In western culture it is not considered a taste in the technical sense, because it is carried to the brain by a different set of nerves. While taste nerves are activated when consuming foods like chili peppers, the sensation commonly interpreted as "hot" results from the stimulation of somatosensory fibers in the mouth.

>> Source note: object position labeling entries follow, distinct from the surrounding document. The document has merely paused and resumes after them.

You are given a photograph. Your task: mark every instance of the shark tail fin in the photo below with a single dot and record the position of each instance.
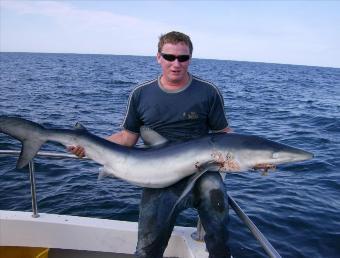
(31, 135)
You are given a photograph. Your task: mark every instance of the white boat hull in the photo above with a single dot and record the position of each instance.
(90, 234)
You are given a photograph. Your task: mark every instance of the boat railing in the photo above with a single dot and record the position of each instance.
(198, 235)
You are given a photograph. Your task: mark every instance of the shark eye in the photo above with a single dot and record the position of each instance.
(276, 155)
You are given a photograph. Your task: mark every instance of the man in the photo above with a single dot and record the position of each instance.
(178, 106)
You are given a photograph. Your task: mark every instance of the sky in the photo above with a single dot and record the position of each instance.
(287, 32)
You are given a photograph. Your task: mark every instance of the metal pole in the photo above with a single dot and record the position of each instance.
(270, 250)
(33, 192)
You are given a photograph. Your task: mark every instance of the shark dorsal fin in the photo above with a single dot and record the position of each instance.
(80, 127)
(151, 137)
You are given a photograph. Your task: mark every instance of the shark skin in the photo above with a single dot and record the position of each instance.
(164, 164)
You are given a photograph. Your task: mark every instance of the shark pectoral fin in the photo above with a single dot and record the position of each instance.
(29, 149)
(151, 137)
(104, 172)
(80, 127)
(212, 165)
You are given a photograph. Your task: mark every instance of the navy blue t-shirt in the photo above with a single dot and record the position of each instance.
(186, 114)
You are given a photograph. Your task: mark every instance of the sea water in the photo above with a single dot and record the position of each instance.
(297, 206)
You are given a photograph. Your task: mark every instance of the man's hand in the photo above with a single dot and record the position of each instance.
(77, 150)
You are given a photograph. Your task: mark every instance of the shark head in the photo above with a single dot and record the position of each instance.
(256, 152)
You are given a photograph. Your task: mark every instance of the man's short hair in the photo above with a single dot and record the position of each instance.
(174, 37)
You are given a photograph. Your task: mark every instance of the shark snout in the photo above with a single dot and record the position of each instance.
(292, 155)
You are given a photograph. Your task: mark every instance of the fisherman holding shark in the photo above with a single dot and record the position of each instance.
(181, 109)
(178, 106)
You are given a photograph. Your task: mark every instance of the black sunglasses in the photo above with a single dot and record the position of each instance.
(171, 58)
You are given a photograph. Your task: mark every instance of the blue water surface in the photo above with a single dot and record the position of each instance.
(297, 206)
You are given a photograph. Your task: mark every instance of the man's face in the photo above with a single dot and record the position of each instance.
(174, 72)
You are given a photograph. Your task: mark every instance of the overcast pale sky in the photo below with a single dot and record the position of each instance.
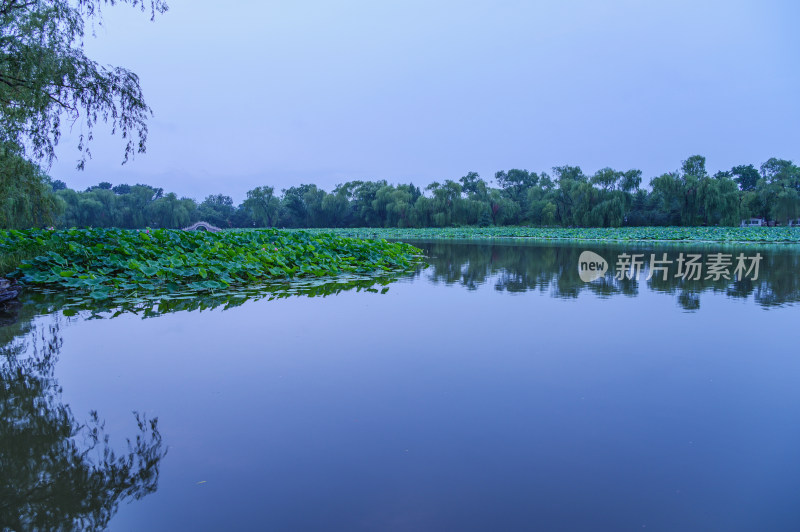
(254, 92)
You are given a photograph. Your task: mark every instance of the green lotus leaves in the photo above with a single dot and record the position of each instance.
(116, 263)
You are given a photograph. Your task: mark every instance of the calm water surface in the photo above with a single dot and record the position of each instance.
(492, 390)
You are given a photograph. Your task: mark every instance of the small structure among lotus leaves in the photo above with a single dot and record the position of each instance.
(203, 226)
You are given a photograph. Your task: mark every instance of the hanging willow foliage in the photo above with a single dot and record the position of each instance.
(45, 77)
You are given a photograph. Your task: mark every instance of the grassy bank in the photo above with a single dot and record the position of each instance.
(110, 263)
(621, 234)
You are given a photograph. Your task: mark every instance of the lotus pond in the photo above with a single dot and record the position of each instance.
(485, 387)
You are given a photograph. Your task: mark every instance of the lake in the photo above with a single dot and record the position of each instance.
(493, 389)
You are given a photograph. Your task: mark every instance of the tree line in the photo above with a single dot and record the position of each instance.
(689, 196)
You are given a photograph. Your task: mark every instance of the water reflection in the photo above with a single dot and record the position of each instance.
(553, 268)
(57, 473)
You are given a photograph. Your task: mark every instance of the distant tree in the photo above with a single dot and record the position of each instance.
(216, 209)
(746, 176)
(264, 206)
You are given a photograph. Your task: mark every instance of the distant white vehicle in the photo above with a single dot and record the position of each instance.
(753, 222)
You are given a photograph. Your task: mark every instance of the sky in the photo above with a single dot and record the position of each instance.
(252, 92)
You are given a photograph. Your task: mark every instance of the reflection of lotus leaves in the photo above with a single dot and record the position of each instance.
(591, 266)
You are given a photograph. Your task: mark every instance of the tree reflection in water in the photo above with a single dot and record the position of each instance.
(553, 269)
(57, 473)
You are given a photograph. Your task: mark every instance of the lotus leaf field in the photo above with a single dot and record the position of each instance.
(620, 234)
(116, 263)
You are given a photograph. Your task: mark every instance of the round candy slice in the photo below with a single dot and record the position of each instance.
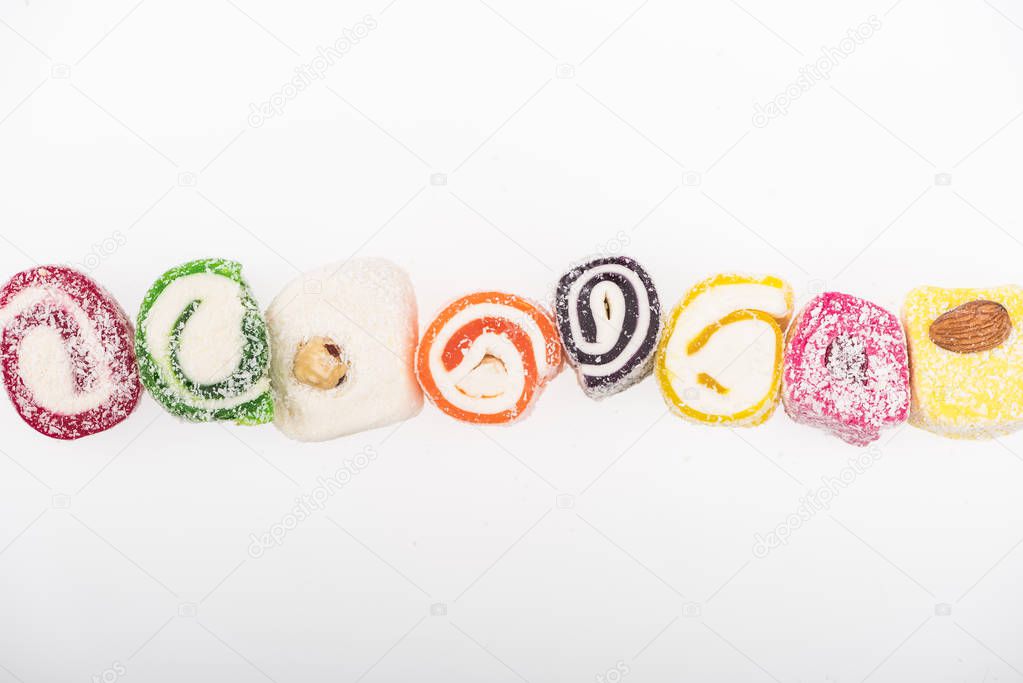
(486, 357)
(344, 339)
(719, 360)
(846, 368)
(203, 345)
(67, 354)
(609, 316)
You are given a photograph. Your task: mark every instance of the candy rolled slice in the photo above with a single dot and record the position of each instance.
(846, 368)
(344, 339)
(68, 361)
(203, 346)
(966, 360)
(719, 360)
(486, 357)
(609, 317)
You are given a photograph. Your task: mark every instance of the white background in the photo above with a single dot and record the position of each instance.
(125, 555)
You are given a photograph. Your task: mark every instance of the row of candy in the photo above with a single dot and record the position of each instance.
(339, 352)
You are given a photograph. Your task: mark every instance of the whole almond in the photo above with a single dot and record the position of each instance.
(972, 327)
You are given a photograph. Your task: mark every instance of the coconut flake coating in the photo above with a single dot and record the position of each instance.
(367, 308)
(203, 346)
(68, 360)
(609, 317)
(846, 368)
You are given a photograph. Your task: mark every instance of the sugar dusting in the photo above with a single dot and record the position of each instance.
(846, 368)
(515, 330)
(67, 355)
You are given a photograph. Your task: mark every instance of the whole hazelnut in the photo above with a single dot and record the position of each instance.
(318, 363)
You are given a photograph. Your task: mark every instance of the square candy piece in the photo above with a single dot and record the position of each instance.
(966, 359)
(846, 368)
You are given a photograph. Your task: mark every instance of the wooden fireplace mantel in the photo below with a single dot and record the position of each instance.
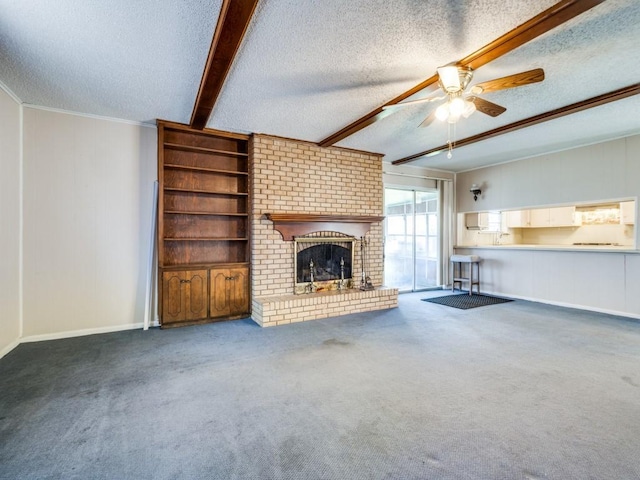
(291, 225)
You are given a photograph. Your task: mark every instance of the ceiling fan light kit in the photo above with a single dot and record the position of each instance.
(453, 80)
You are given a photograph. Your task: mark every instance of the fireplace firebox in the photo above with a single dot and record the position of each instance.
(323, 263)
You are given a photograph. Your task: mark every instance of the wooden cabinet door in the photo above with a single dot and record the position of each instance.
(229, 295)
(184, 295)
(219, 296)
(239, 291)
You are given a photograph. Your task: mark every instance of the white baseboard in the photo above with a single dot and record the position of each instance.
(567, 305)
(9, 347)
(80, 333)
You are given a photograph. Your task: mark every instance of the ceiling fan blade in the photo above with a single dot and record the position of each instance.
(511, 81)
(488, 108)
(397, 106)
(427, 121)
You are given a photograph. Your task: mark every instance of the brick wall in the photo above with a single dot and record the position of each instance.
(290, 176)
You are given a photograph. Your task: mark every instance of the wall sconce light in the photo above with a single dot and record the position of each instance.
(475, 190)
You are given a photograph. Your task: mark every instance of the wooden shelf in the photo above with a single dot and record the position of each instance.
(197, 266)
(205, 192)
(206, 239)
(203, 225)
(190, 148)
(218, 214)
(291, 225)
(205, 169)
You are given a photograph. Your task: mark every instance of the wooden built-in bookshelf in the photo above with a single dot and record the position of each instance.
(203, 224)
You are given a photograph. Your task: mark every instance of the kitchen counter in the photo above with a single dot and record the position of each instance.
(627, 249)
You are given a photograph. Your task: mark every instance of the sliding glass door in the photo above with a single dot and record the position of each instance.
(411, 239)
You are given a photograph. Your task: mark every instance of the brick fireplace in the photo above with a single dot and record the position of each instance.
(294, 177)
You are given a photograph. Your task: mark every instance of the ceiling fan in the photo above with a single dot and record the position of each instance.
(454, 79)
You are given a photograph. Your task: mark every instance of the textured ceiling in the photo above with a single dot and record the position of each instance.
(308, 68)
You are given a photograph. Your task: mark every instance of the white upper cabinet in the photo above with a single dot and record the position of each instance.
(564, 217)
(628, 213)
(543, 217)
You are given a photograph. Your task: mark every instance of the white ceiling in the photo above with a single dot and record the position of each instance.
(308, 68)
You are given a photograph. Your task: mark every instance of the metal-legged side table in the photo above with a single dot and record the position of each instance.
(458, 270)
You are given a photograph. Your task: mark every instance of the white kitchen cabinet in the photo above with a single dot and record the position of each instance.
(517, 218)
(543, 218)
(628, 213)
(564, 217)
(539, 217)
(476, 220)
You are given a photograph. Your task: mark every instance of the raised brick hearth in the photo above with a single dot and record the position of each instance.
(293, 177)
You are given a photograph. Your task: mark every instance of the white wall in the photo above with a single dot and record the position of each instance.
(607, 282)
(9, 222)
(88, 186)
(605, 171)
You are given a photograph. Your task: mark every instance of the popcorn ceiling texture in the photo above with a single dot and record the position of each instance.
(289, 176)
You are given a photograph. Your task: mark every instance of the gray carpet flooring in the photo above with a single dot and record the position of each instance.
(512, 391)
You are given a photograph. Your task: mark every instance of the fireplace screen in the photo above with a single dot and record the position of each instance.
(330, 260)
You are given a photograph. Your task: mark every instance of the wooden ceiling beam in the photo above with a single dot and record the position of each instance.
(528, 122)
(233, 22)
(548, 20)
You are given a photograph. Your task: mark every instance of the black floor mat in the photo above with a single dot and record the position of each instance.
(465, 301)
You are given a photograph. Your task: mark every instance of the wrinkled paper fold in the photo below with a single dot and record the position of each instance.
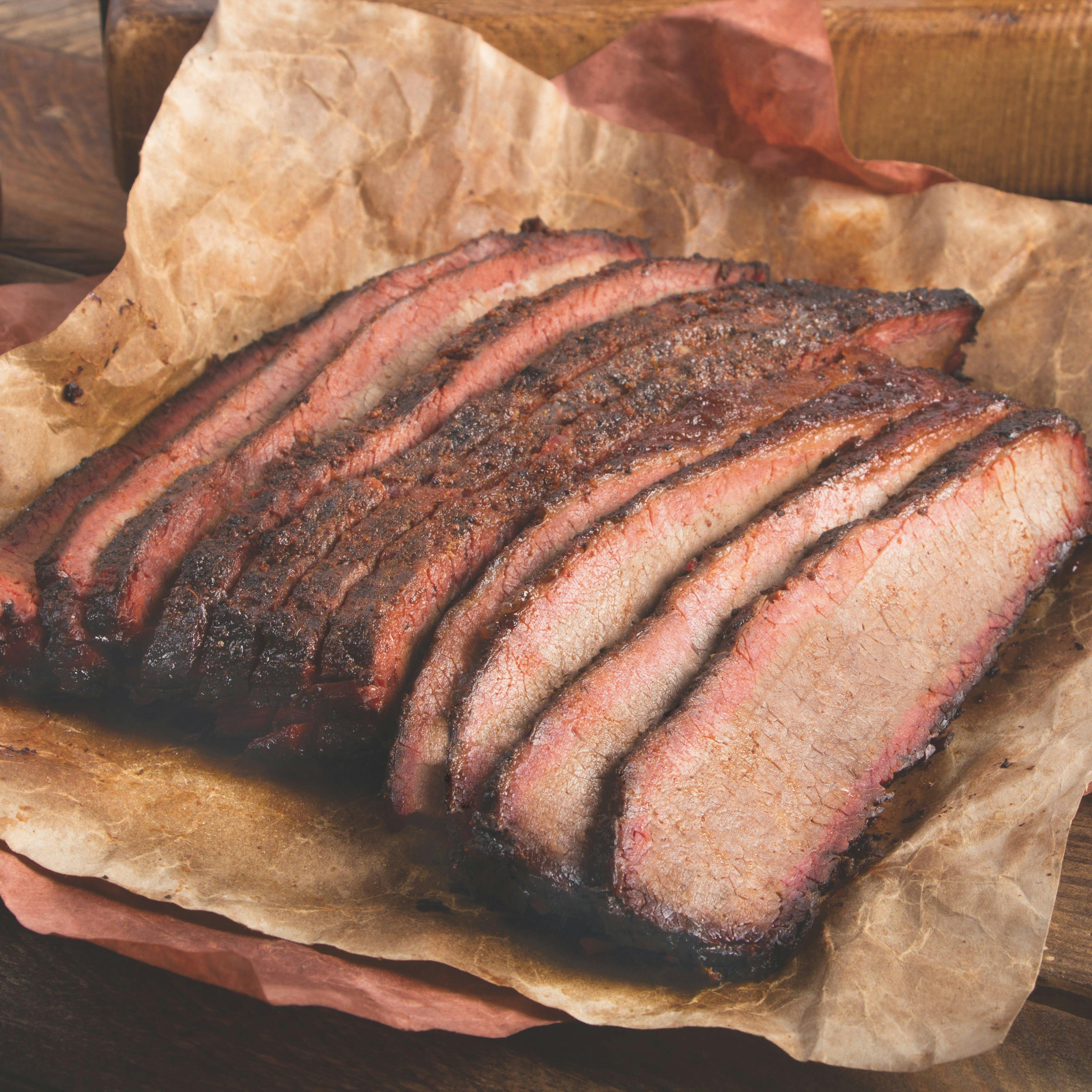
(306, 146)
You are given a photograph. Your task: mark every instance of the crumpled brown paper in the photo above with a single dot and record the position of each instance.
(754, 80)
(409, 996)
(305, 146)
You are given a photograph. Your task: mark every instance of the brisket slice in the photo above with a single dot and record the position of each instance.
(31, 534)
(613, 574)
(550, 790)
(67, 575)
(419, 758)
(135, 569)
(632, 384)
(374, 637)
(733, 815)
(289, 553)
(500, 344)
(388, 352)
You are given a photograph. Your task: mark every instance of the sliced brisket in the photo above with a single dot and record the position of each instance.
(293, 635)
(613, 574)
(500, 344)
(372, 640)
(32, 533)
(376, 347)
(289, 553)
(550, 790)
(733, 815)
(818, 331)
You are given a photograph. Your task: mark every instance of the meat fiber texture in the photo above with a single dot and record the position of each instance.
(354, 139)
(734, 814)
(551, 790)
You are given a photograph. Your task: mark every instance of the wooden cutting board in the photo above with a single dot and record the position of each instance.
(996, 93)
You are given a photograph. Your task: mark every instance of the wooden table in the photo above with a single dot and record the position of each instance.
(76, 1017)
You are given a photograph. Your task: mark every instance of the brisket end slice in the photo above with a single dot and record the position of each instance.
(550, 791)
(733, 815)
(134, 569)
(69, 573)
(614, 574)
(388, 352)
(34, 531)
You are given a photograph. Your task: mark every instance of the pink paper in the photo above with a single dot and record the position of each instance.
(30, 312)
(753, 80)
(410, 996)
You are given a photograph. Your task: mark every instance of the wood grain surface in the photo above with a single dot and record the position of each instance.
(76, 1018)
(63, 206)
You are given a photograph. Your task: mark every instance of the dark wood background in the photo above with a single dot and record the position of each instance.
(76, 1017)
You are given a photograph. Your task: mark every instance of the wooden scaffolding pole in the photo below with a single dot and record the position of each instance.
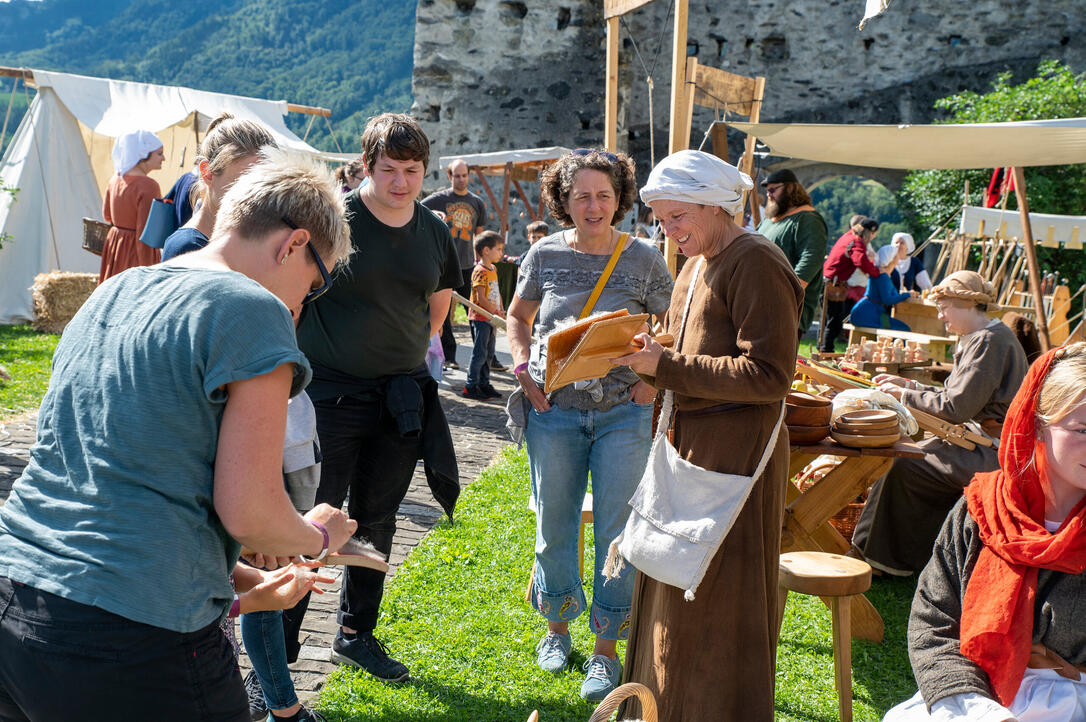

Many parts of the body with exposed membranes that lack taste receptors (such as the nasal cavity, under the fingernails, or a wound) produce a similar sensation of heat when exposed to pungent agents.

The piquant sensation provided by chili peppers, black pepper and other spices like ginger and horseradish plays an important role in a diverse range of cuisines across the world, such as Turkish, Ethiopian, Hungarian, Indian, Korean, Indonesian, Lao, Malaysian, Mexican, Caribbean, Pakistani, Southwest Chinese (including Sichuan cuisine), Sri Lankan and Thai cuisines.

Mechanism

Substances such as piperine and capsaicin cause a burning sensation by inducing a trigeminal nerve reaction together with normal taste reception. The pungent feeling caused by allyl isothiocyanate, capsaicin, piperine, and allicin is caused by activation of the heat thermo- and chemosensitive TRP ion channels including TRPV1 and TRPA1 nociceptors.

The pungency of chilies may be an adaptive response to selection by microbial pathogens.[1]